Bon, alors il m’a reconnu, et ensuite ?

Il poursuit peinardement. Son barlu danse sur l’onde crépusculaire comme… Comme quoi, t’aimerais ? Pas une coquille de noix, non, merde, j’ai ma dignité d’auteur ; disons pour varier, comme une coquille de cacahuète.

Est-ce ce mouvement ou bien l’eau que j’ai ingurgitée qui me flanque la nausée ?

Perruchieri a une tête hybride. Un peu latine, un peu yankee. Plus un air passe-partout qui doit l’aider dans son boulot. Il fait cadre moyen en vacances. Et j’imagine d’ici sa petite maison blanche sans étages, posée sur un bout de pelouse à côté d’autres maisons toutes pareilles.

— A peine veniez-vous d’entrer dans l’hôtel que j’ai aperçu Marika Way, la copine de Spontinini. Elle semblait attendre, guetter plutôt. J’étais content d’avoir recollé au peloton en un temps record. Faut dire que j’ai du pif, c’est ce qui m’a permis de me bricoler un bout de carrière honorable dans ce boulot à la manque. Bon, vous êtes sorti de l’hôtel en compagnie d’un gros lard et vous sembliez pressés d’aller autre part. La fille vous a emboîté le pas. Et alors, elle a mis entre ses lèvres un long fume-cigarette sans cigarette. Je l’ai vu souffler à deux reprises. Vous vous êtes arrêtés, tous les deux. Elle vous a rejoints et pris chacun par un bras. Ne me restait plus qu’à vous suivre.

« Ce qu’il y a de bien dans cette putain de ville, c’est qu’il n’est pas difficile de surveiller des suspects pour peu qu’on possède un bateau. Lorsque j’ai eu repéré le palais du comte Fornicato où l’on vous conduisit, je m’empressai d’en louer un, rapide, capable d’aller partout, y compris en haute mer si besoin était. Quand je vous dis que mon nez est plus creux que l’estomac d’un fakir ! »

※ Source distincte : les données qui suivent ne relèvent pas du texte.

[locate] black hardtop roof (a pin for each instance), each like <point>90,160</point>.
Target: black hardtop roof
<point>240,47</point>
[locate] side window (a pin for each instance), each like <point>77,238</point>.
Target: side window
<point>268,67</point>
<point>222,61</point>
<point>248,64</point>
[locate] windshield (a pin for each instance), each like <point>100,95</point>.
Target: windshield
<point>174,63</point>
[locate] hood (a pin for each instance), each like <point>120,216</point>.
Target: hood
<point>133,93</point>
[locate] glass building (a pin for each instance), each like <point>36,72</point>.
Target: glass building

Il se marre blanc. Un rire sans le rire, c’est-à-dire sans la joie jaillissante qui doit le motiver. Sa menteuse ne chôme pas, car il poursuit, sans tarir :

— Un bateau est venu chercher Spontinini et ses amis. Je les ai filés à distance. Le reste, vous le savez. De loin, de très loin, j’ai surveillé à la jumelle (j’en ai toujours sur moi, elles sont peu encombrantes mais très puissantes) les agissements de ce beau monde. Je les ai vus vous ficher à l’eau lesté de ce fourbi, puis faire des cartons et enfin partir. C’est là que mon sens de la mer m’a servi. J’ai retrouvé l’endroit sans trop de mal. Des débris de caoutchouc flottaient à la surface de l’eau. En outre, des bulles montaient des profondeurs. J’ai tenté de vous apercevoir à l’aide de mes jumelles, mais vous étiez déjà trop profond. Je n’ai pu cependant me résoudre à repartir, à cause de ces garceries de bulles. C’était votre souffle qui venait vers moi, et l’on ne quitte pas le souffle d’un collègue sans rien tenter. Alors j’ai baladé l’ancre de ce rafiot le plus profondément possible autour de vos belles bulles, mon vieux San-Antonio. Qu’est-ce que vous dites de ça ? Un sacré repêchage, non ? Je ne l’oublierai jamais.